John “Nate” Foster, assistant professor of computer science, received a five-year, $532,000 award for his proposal, “Principles and practice of distributed updates.” The goal of Foster’s project is to develop foundational principles and practical techniques for managing software updates in distributed systems. A central theme will be using bidirectional transformations to bridge the gap between different versions of a program, thereby allowing multiple versions to interoperate seamlessly.

Peter Frazier, assistant professor of operations research and information engineering, received a five-year, $400,000 grant for his proposal, “Methodology for optimization via simulation: Bayesian methods, frequentist guarantees, and applications to cardiovascular medicine.” His research objective is to develop improved methods for optimization via simulation, and to apply them to decision-making problems in cardiovascular medicine. Optimization via simulation is required for evaluating the quality of an option and requires running a stochastic simulation. Two types of improved methods will be developed. First, methods for ranking and selection will be developed using a link between Bayesian average-case and frequentist worst-case performance. Second, multistart gradient-based methods will be developed using Bayesian value of information analysis to efficiently allocate simulation effort across starts, allowing those starts more likely to have high-quality local optima to converge first.

Gregory Fuchs, assistant professor of applied and engineering physics and the Rebecca Q. and James C. Morgan Sesquicentennial Faculty Fellow, received a five-year, $600,000 grant toward his proposal, “Quantum information science with single defects in ZnO.” His research goal is to understand the photo-physics and spin-physics of single point defects in zinc oxide as a platform for quantum information science and quantum-enhanced metrology. His project deals with point defects in zinc oxide using a “one-at-a-time” approach that combines confocal fluorescence microscopy, time-resolved single-photon counting, and magnetic resonance to understand the structure and dynamics of this individually addressable quantum system.

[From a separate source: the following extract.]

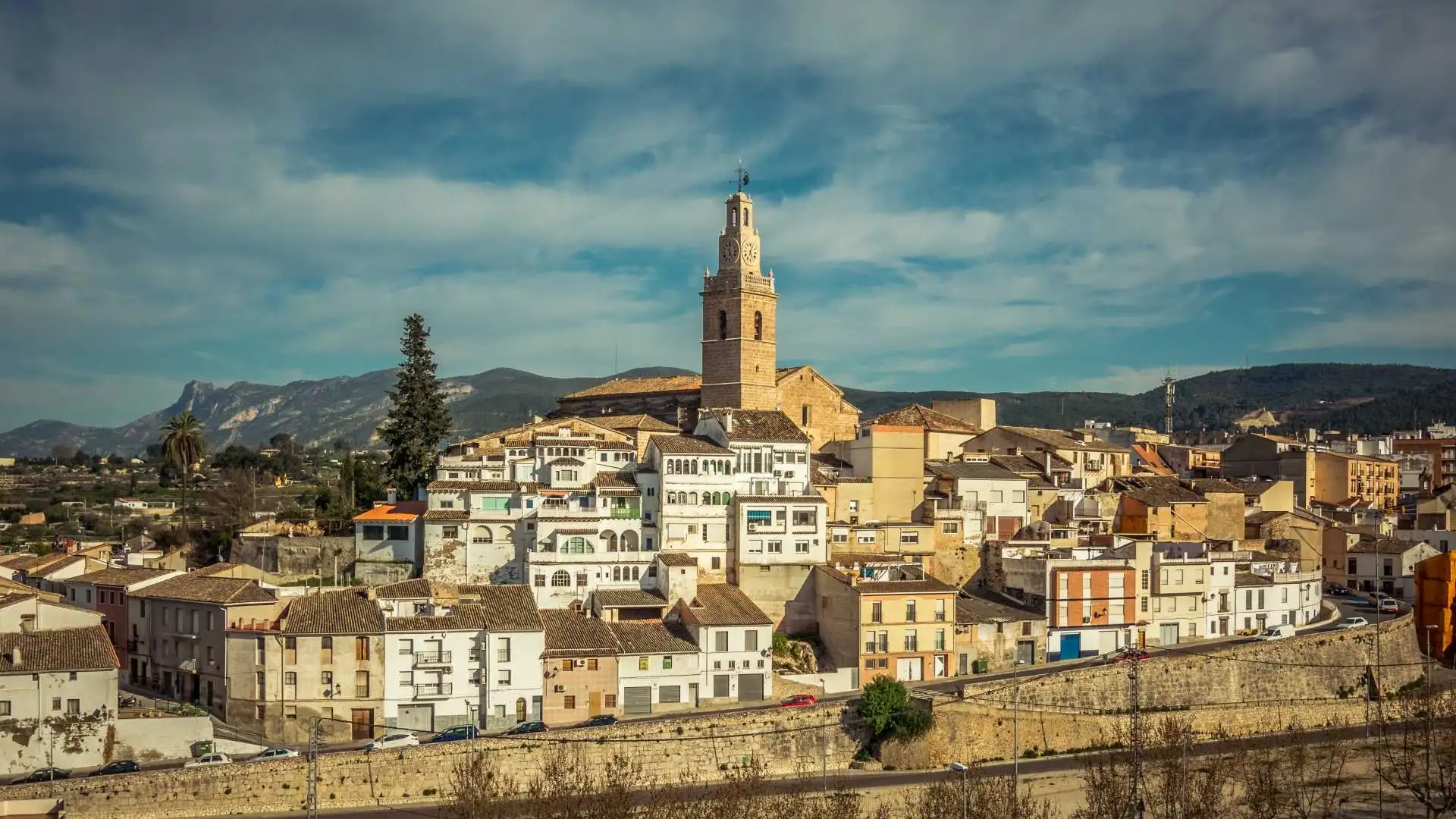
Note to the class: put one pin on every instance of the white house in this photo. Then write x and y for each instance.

Jan Lammerding, assistant professor of biomedical engineering and member of the Weill Institute for Cell and Molecular Biology, was awarded $400,000 over five years for his proposal, “The role of nuclear biomechanics during cell migration in 3-D environments.” This work could have important implications in normal cell biology and cancer metastasis, as recent studies in the Lammerding and collaborating labs have shown that deformability of the typically large and stiff nucleus can present a rate-limiting step in the spreading of cancer cells through the body. The project will address to what extent the deformability of the nucleus governs the transit of cells through narrow constrictions by monitoring cells as they migrate through microfluidic channels.

Ashutosh Saxena, assistant professor of computer science, received a five-year, $485,000 award for his proposal, “Robot perception through human context.” His research interest is to make humans central to reasoning algorithms for robots. Explicit modeling and consideration of humans, even when they are not present, will enable robots to better perceive, manipulate and plan. Through such reasoning, Saxena is working on advances in the following areas: modeling 3-D scenes with objects and humans; human activity detection and affordances; path planning; and robot manipulation for assistive tasks.